Sunday, February 17, 2008

My Goldfish And I

An advertising campaign has appeared in which apparently illiterate celebrities begin stories involving their Golfish™ credit card.

Mayall: illiterateFiennes: illiterate

Me was going to the pub? Me went for a stroll? What me finds particularly offensive about this is the assumed down-to-earth chumminess, the complicity in a bit of everyday speech that may not be exactly grammatical but who cares, because that's how us all talk when us are not trying to sound posh - when at the same time it claims to celebrate language, because each poster begins a short story and then invites you to visit the website to read the rest. It's a credit card poster campaign that is all about storytelling. Isn't that lovely?

The ‘Me and My Goldfish’ stories explore relationships between people and their Goldfish. No doubt, many of you will have your own stories about your experiences with your Goldfish card. From the mundane to the spectacular, these stories tell us more and more about the relationships we have built with our cardholders over the last 12 years. That’s why we are keen to do all we can to encourage the art of storytelling, and are delighted to associate Goldfish with National Storytelling Week. Look out for a whole range of exciting events taking place in the months to come.
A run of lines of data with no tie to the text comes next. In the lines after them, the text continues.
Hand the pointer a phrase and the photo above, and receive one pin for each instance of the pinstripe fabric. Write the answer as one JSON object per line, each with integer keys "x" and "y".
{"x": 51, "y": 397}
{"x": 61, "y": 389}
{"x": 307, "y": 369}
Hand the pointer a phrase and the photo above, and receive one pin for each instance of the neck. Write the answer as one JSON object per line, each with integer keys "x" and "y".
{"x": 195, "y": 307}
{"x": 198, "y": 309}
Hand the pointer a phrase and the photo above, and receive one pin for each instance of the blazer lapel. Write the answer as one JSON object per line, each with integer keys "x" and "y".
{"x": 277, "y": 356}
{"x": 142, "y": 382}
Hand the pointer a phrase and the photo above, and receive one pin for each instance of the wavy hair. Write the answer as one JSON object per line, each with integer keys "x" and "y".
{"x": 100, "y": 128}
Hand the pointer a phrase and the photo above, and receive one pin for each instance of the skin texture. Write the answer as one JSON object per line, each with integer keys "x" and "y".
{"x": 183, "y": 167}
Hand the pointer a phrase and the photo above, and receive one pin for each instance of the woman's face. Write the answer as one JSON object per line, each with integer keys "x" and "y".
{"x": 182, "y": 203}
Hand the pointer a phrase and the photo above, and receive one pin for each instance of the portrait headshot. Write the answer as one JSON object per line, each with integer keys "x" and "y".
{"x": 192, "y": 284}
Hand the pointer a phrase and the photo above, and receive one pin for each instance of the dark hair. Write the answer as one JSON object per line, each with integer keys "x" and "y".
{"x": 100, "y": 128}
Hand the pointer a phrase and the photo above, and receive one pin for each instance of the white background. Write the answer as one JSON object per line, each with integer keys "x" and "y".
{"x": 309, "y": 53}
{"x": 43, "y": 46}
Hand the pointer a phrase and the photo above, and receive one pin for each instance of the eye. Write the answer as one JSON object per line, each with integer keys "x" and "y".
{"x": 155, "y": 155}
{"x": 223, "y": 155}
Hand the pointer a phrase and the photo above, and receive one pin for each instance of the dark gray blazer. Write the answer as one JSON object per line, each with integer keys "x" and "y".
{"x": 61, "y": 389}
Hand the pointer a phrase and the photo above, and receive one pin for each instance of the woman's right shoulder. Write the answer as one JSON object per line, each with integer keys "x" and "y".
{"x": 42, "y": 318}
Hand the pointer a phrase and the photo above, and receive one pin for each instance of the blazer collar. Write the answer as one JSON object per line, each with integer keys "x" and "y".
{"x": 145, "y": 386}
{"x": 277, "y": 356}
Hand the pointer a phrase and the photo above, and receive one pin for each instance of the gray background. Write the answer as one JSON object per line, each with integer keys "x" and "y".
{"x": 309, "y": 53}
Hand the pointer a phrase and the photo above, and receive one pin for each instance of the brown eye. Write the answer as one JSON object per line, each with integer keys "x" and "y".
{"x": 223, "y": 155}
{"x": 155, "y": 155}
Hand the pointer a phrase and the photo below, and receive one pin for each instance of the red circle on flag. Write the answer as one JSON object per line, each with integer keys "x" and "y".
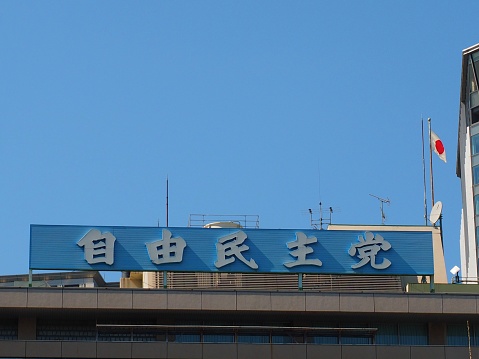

Not all of the celebrities are literate, of course. In Rik Mayall's page he is quoted as saying,

I think it's pompous to call myself a comedian, I prefer to think of myself as a phenomena.

"A phenomena"? The word is of course phenomenon. In any case, shouldn't that be Me thinks it's pompous?


cazzylord said...

I'm loving it. You are totally 'anal' and that rocks. I know I don't get my grammar and spelling right all the time and it annoys the hell out of me, so I keep a little list of all the f*ck ups. I admire you! Hehehe.

cazzylord said...

Okay, the latest is that I went to my coffee shop and I tried to teach the Jordinian non English speaking guy the difference between shrude and savy, and I don't know if savy should be savvy and then when I looked up shrude, it wasn't what I had told him and my definition of shrude didn't even really ring true to what had been written in the wikapedia crappy dictionary haha. Help. Pwease. Hehe. Does 'pwease' annoy you? Go to town!

Phantom Nitpicker said...


It's "shrewd" and "savvy", and I agree they are closely related. I think "savvy" has more of a Pirates of the Caribbean feel to it.